Faustin Ducassou, les quatre éléments
« Avant la création du lieu, y paissait un cheval sur un sol d’argile. J’ai représenté ce cheval par la brouette renversée recouverte d’argile ». Faustin nous avait beaucoup questionnés sur l’histoire du lieu, nous lui avons raconté les défis posés par le sol et le premier geste posé au jardin, le creusement de la mare. « J’ai campé ici durant trois nuits. J’ai travaillé l’argile jaune, le compost noir, l’eau et le feu. J’ai construit des sculptures en y intégrant des outils et des objets trouvés sur place, suggérant l’air, le vent, et aussi un four en terre cuite.
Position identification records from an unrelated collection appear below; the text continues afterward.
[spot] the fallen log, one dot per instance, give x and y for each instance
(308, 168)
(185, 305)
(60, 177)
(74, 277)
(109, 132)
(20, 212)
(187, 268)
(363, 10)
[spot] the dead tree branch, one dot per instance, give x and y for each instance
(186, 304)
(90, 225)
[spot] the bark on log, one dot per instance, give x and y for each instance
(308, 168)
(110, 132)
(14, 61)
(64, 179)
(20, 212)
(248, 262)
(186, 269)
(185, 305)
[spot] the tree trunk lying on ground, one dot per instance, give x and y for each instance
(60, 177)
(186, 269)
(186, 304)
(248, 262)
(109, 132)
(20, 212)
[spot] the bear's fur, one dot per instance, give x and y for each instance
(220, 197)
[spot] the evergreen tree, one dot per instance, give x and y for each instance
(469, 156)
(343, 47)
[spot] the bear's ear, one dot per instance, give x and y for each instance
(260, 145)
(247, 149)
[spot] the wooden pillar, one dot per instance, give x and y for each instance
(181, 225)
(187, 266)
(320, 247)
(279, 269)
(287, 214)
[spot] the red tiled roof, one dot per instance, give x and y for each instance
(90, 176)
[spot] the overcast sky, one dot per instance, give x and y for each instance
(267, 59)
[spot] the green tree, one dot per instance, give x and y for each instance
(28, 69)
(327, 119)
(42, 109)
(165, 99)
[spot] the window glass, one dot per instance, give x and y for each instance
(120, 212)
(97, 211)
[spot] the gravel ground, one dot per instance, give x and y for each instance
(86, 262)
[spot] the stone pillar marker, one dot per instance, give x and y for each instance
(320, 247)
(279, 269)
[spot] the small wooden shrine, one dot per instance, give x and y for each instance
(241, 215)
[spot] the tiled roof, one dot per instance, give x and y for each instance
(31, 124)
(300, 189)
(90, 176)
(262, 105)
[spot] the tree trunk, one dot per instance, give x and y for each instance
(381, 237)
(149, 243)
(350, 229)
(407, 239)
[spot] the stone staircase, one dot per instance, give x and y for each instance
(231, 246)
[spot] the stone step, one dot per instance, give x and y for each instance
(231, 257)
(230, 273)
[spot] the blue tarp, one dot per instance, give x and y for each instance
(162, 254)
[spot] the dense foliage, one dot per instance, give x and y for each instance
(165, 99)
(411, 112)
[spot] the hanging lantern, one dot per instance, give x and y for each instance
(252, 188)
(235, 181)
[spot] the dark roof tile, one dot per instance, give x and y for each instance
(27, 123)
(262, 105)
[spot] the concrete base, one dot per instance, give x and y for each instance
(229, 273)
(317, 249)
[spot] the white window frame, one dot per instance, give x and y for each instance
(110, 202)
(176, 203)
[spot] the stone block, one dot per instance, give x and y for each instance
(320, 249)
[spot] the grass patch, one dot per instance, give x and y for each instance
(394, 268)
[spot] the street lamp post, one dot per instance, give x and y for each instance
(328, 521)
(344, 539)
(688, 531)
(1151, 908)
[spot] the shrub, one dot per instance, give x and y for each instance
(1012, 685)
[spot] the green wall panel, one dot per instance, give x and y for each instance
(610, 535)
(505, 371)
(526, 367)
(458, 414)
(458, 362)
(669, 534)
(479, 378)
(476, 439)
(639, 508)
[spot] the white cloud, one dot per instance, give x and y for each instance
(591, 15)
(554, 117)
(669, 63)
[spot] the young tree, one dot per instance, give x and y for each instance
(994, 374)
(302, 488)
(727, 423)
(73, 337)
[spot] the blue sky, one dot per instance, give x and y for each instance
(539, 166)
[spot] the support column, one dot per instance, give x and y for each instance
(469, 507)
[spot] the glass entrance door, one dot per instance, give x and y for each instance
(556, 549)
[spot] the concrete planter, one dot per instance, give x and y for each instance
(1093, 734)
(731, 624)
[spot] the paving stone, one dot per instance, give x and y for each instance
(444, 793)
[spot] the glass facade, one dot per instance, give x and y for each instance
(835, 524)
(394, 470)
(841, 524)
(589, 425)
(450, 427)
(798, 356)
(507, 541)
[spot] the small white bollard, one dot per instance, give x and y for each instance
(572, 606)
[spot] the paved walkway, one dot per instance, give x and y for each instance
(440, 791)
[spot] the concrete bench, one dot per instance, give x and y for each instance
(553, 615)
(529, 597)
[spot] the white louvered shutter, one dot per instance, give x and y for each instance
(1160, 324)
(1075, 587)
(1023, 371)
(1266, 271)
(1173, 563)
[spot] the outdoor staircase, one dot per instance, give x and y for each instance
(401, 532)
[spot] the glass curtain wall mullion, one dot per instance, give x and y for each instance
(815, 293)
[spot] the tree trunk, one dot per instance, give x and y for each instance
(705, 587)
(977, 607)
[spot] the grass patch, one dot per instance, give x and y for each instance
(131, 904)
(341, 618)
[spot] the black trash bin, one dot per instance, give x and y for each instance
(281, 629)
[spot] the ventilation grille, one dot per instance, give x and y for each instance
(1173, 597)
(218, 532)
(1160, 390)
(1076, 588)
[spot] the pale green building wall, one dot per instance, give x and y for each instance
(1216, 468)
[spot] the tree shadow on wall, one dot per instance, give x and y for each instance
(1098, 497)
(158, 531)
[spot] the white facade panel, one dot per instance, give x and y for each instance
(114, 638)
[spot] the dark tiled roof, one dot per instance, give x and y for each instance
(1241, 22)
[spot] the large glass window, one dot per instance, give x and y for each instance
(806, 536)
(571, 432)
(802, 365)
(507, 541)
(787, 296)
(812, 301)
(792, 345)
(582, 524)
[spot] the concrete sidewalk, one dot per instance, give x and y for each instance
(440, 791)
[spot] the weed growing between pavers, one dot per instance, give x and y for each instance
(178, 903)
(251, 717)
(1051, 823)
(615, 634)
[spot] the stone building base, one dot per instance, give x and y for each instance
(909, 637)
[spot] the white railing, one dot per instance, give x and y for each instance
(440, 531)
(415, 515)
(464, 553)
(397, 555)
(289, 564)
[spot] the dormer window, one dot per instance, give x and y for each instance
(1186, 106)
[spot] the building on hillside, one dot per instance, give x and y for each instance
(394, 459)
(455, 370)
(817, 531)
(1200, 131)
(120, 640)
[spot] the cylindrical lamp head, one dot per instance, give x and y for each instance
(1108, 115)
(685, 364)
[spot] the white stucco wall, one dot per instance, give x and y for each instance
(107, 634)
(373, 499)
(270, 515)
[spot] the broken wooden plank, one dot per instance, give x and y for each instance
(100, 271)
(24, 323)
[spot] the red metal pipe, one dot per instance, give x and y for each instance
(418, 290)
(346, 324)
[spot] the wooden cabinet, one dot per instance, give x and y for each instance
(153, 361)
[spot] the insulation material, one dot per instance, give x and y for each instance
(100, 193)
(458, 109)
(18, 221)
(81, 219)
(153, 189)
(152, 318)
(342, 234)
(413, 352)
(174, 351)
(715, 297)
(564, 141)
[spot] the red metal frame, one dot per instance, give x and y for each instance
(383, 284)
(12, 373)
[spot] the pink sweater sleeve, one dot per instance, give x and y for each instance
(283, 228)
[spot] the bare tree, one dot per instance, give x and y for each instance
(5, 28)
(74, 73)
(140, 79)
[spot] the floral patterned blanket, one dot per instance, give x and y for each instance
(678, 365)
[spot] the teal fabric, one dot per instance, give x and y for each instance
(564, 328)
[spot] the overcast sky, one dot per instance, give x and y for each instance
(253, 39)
En répondant gustatif, j’y ai fait bouillir de la chicorée versée sur de la glace blanche et brune, vanille moka ». Pour nous, son four restera là, à disposition de Faustin, s’il revient, ou d’un autre artiste.

Il y a des moments dans la vie où la réalité dépasse le rêve… Nous avons été impressionnés de nous retrouver dans un petit Middelheim conçu par des étudiants en Dessin. Ils ont réalisé des œuvres à la fois fort différentes et formant une unité. Ils ont travaillé en complicité, s’entraidant les uns les autres, avec des matériaux très éloignés de ceux de leur atelier. Ils se sont accordés à la nature et au lieu. Nous avons vu l’énergie constante de leurs professeurs à les encourager, les guider au plus près de leur art, tout en mettant la main à la pâte. Joie aussi d’accueillir les nombreux visiteurs du village découvrant leurs créations. Parmi eux, les personnes différentes qui résident au Centre André Focant, tellement présentes et attentives à la rencontre. Encore merci à l’Atelier Dessin de la Cambre, c’était une première expérience qui nous donne le désir d’une suite à cette aventure.